El conductor Baby Etchecopar insulta a las mujeres que reciben planes sociales. Propone darles un martillazo en la cabeza a las que “no son comestibles”, y aclara: “me cago en los derechos humanos porque acá son para los chorros”. No es inofensivo este discurso, especialmente en el marco de un gobierno que justifica el fusilamiento por la espalda de presuntos delincuentes. El ideario fascista de Etchecopar prende más de lo que se piensa.
Jean Paul Sartre decía que “la cólera que genera la opresión al no estallar, gira en redondo y daña a los propios oprimidos (…). Al levantar el cuchillo contra su hermano, cree destruir de una vez por todas la imagen desatada de envilecimiento (…).
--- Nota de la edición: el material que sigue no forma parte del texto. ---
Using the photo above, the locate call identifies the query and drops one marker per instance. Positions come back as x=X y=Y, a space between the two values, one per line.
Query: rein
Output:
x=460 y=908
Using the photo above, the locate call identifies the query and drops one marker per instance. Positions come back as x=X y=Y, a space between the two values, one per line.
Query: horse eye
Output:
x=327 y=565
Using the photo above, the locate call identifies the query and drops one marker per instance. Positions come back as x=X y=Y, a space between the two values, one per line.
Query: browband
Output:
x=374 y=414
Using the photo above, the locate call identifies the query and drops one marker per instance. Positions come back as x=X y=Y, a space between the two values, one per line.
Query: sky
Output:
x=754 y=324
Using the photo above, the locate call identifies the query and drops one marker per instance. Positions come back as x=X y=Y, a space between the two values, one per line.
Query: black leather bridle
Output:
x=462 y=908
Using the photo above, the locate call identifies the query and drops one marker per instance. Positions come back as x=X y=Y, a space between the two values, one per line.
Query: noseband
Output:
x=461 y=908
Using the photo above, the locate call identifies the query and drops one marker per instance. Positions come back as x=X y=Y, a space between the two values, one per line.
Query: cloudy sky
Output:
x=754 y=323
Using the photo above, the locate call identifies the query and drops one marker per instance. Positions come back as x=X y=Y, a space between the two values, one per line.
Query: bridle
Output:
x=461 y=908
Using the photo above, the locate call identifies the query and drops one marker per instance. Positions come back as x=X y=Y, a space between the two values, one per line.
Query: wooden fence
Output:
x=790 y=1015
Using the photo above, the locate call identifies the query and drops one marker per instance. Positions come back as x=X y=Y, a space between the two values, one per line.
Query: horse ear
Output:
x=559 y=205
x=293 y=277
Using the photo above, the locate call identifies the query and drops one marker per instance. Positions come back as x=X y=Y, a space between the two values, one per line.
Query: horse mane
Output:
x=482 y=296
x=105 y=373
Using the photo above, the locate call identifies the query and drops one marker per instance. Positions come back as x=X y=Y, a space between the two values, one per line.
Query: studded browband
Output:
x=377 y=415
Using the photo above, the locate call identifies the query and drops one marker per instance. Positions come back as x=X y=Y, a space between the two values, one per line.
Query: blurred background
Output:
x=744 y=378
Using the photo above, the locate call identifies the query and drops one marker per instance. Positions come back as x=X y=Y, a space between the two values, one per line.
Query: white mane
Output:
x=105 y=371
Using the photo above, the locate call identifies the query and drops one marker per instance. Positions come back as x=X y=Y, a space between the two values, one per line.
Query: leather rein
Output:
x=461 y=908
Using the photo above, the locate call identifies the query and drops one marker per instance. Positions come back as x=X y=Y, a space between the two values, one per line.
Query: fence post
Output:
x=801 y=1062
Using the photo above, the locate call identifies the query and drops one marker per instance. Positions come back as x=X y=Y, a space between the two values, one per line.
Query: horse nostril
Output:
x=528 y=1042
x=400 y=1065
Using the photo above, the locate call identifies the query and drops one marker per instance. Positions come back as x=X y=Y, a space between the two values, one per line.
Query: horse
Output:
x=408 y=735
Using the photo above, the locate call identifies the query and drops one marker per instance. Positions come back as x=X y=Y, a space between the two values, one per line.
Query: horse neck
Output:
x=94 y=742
Así, ellos mismos aceleran la deshumanización que rechazan”.
Este salvaje plan de ajuste necesita una represión creciente, justificada en defender lo propio (el único camino, lo “bueno”, conocido) de lo extraño (populismo, el mal, la corrupción, los de afuera), que se materializa en migrantes, desocupados sin iniciativa, maestros haraganes, médicos que no van a trabajar, periodistas ideologizados, mapuches terroristas y sindicalistas corruptos. Preservar esta pesadilla donde un diez por ciento se enriquece empobreciendo al resto de la sociedad necesita de un orden caníbal donde las víctimas se devoran entre sí y la cosecha de fascistas nunca se acaba.